Vor drei Wochen schließlich brach Fady einen Tag vor der Top-5-Show mit Kreislaufkollaps zusammen, Notärzte rückten an, die Fangemeinde war in heller Aufregung. Somit fehlte ihm die an und für sich nötige Zeit zum Einstudieren von gleich zwei Titeln, mein eigener Puls raste vor dem Fernsehgerät, ich befürchtete das Schlimmste. Wie schon einmal löste sich meine Sorge mit den ersten Takten auf in Heiterkeit, dann in Begeisterung. Mit seiner ersten Uptempo-Nummer "Never gonna give you up" von Rick Astley hat Fady, dessen Hüftschwung vor allem die weiblichen Fans in Verzückung, ja in Ekstase versetzte, all jene glänzend widerlegt, die in ihm nur den Schmalspur-Schnulzenheini sehen wollten. Und sein mit jeder Faser seines Herzens schwingendes "All by myself" von Eric Carmen ist in meinen Augen geradezu das Entrée-Billett für die ganz großen Bühnenbretter dieser Welt.

Nach seinem ersten - und gleichsam bravourösen - Auftritt mit einem deutschen Titel ("Und wenn ein Lied" von den Söhnen Mannheims) am 3. Mai hätte Fady Maalouf eigentlich auch in der mainstream-Presse als neuer Favorit gehandelt werden müssen. Doch einschlägige Boulevard-Gazetten und diverse Jugendzeitschriften zogen es stattdessen vor, an der erkennbaren Publikumsmeinung vorbeizuschreiben - und fielen damit eindrucksvoll auf die Nase. Das elitistisch-dünkelhafte Selbstverständnis der publizistischen Meinungsbildner, welches Altmeister Erich Böhme, ein Fossil der Bonner Republik, einmal in die einprägsame Formel "Wir müssen den Leuten sagen, wie sie die Dinge zu sehen haben" gegossen hat, ist in einer multimedialen, interaktiven Welt gottseidank obsolet geworden.

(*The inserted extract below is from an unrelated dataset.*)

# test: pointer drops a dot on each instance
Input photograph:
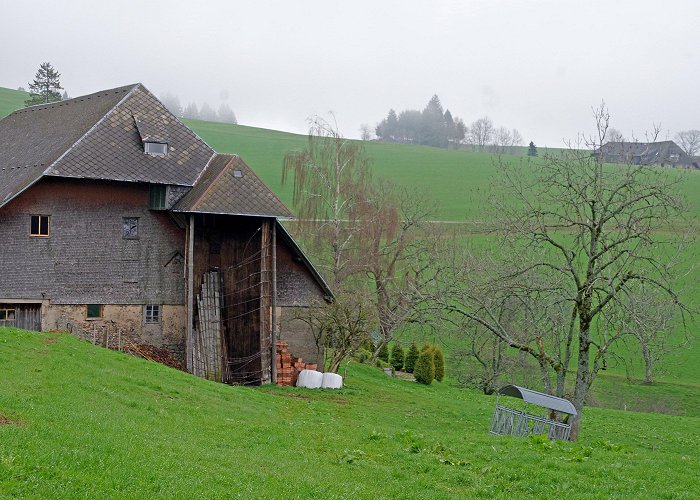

Unter die Haut ging im Halbfinale neben den erstklassigen gesanglichen Leistungen auch das Statement von Fadys Vater, das von einer Größe zeugt, die man nur mit höchstem Respekt quittieren kann.

Keine Frage: wer so eine charismatische Bühnenpräsenz zeigt und eine einfach nur bewundernswert grandiose, sich von Woche zu Woche sogar noch kontinuierlich steigernde Leistung hinlegt, wer sich von Kehlkopfentzündungen, Koffeinschocks und medialem Kesseltreiben nicht aus der Bahn werfen läßt, der hat nicht nur das Zeug zum Superstar in Deutschland, sondern zum Weltstar! Wer vollgepumpt mit allen möglichen Medikamenten und unter erschwerten Bedingungen so granatenmäßig abhebt wie Fady am letzten Samstag, vor dem kann ich mich nur noch in Demut verneigen. Auch wenn es bei bei DSDS nicht ganz gereicht hat: Starqualitäten UND menschliche Größe zeichnen diesen außergewöhnlichen jungen Mann aus, von dem man noch viel hören wird!

Anonym hat gesagt…

LOL @ Vorposter! War das copy & paste irgendwoher? Ich hoffe doch stark...
Ich bezweifle sehr, dass man von all den DSDS Leuten jemals wieder etwas hören wird.
Meinetwegen kann der Fady ganz toll irgendwelche Schnulzen nachsingen und dazu traurig dreinschauen, aber sowas findet man auch in jeder X-beliebigen Karaokebar. Ich habe jetzt die sogenannte "Schmutzkampagne" gegen ihn nicht mitverfolgt, da ich bedrucktes Klopapier ala BILD und Konsorten nicht lese, aber imho hätte er so oder so verloren. Thomas hat irgendwie mehr das Gefühl vermittelt, dass er ein echter Künstler ist, der mehr als nur Lieder nachsingen kann. Und ich denke deshalb wurde er auch von den Zuschauern zum Sieger gekürt. Inwiefern sich dieser Eindruck bewahrheiten wird, bleibt natürlich abzuwarten. Ich persönlich würde ja empfehlen statt solchen musikalischem Pop-Fastfood, wie es DSDS einem serviert, sich mal ordentliche Musik anzuhören.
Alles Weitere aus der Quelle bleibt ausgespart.